Фото «На рыбалке» ничего не сообщало о времени: Ямковецкий был запечатлен на общем плане, вполоборота, с папироской в зубах и телескопической удочкой с катушкой; он привстал в моторной лодке, словно собирался подсечь клюнувшую рыбину. Зато на берегу я разглядел самолет – самый настоящий серебристый самолет, справа и слева от которого росли деревья, на горизонте виднелись высотные дома, и было очевидно, что это не аэродром, но и не ВДНХ; там не было реки с моторкой, причаленными к берегу просмоленными весельными лодками и мостовыми опорами. Пожалуй, не так уж много городов или предместий, где установлены памятники в виде настоящих самолетов, и определить место не составит особого труда. Сделав пометку на обороте «Место?», я убрал снимок в конверт.
Худой, стриженный наголо, татуированный, с золотыми зубами и стаканом водки – ни дать ни взять откинувшийся уркаган. А год – 1991‑й. Майвин же сказал, что его посадили в 1993‑м. Может, посадили не впервые? Вышел по амнистии после путча, когда в Уголовном кодексе появились изменения, дополнения и отмены статей, или оттянул по полной? Колымил на Севере, заработал кучу денег и проел зубы, вернулся и сел через два года?
«В свое время этот тип доставил мне много неприятностей…» – сказал Майвин.
В какое «свое» – с девяносто первого по девяносто третий?
«Теперь принялся за Илону…»
До сих пор Майвин думал, что Ямковецкий отбывает в колонии. Выходит, за Илону папаша принялся в последние дни. А ведь прижал он их здорово. Уж если Майвин при всех своих связях не знает, убежал Ямковецкий из мест заключения или освободился!..
Час от часу ситуация становилась все более загадочной. Три последние фотографии, на которых Ямковецкий был представлен в облике респектабельного, добропорядочного и обеспеченного гражданина, и вовсе загнали меня в тупик. Они были сделаны приблизительно в одно время: в кабинете за компьютером, на фоне «Линкольна» (который, впрочем, мог принадлежать вовсе не ему) с дочерью, похожей на западную фотомодель, в Магдебурге, и в автосалоне.
Магдебург… «Папа приезжает завтра в полдень из Бельгии», – сказала Илона. Назавтра выясняется, что папа – зек и его нужно найти… более того – он ей досаждает… Черт‑те что и сбоку бантик! Эта Бельгия была ложью? Магдебург по пути в Бельгию, если ехать из Берлина… Илона с папой едет в Бельгию на «Линкольне» ретро, собака с ними восемь лет, значит, тогда ей было… А когда – тогда?.. Едва заметен шрам на подбородке мужчины с собачкой… Ага! Между девяносто первым и девяносто третьим.

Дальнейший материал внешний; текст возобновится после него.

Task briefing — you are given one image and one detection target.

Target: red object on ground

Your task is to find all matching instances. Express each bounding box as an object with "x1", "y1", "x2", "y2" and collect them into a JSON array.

Передо мной лежали четыре фотоснимка, хронологическая последовательность которых была установлена относительно точно. Если кто‑нибудь из автомобилистов скажет Квинту, что это за луноход и на какой выставке он был представлен, то справа или слева от магдебургского ляжет пятый.
В общих чертах картина вырисовывалась следующая.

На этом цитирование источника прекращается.